Analysis and Classification of Restaurant Reviews

Brief background

It is essential for a restaurant manager to know feedbacks from clients (like what are the defects in services, how people feel about the food, etc) in order to improve the customer satisfaction and restaurants' overall business. The most important resource of feedback are guests' reviews, especially those negative reviews. However, looking through thousands of guests' reviews can be too time-consuming and frustrating. Moreover, third party platform like Yelp just give ratings without information regarding why ratings are low or reviews are negative (type of drawbacks). Wouldn't it be perfect to have a NLP classification model that can classify different types of negative reviews for a restaurant manager before he look into those reviews?

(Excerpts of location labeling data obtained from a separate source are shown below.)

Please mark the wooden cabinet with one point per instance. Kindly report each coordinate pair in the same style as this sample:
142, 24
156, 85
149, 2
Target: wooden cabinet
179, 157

In this project, we use a McDonald's review dataset and reviews we collected using Yelp API to analyze the negative reviews, to analyze feedbacks from McDonalds' guests and KFC guests, to give an idea about how various fast food restaurants do in different cities, and finally to establish NLP classification models that can classify negative reviews for restaurant managers.

Goals of this project:

(1) analyze negative reviews and feedback from guests of fast food restaurant;

(2) get an idea about how various fast food restaurants do in different cities (what are the different defects in services, food, etc);

(3) develop NLP classification models that can classify negative reviews for restaurant managers, help the manager save time on absorbing information, help restaurants improve the business.

(4) try various ML technics, deep learning, xgboost to build NLP models, evaluate models.

(5) try our model on a similar fast food restaurant's (KFC) reviews.

Resources of data:

McDonald's review dataset from data.world: https://data.world/crowdflower/mcdonalds-review-sentiment

KFC restaurant reviews we collected using Yelp API.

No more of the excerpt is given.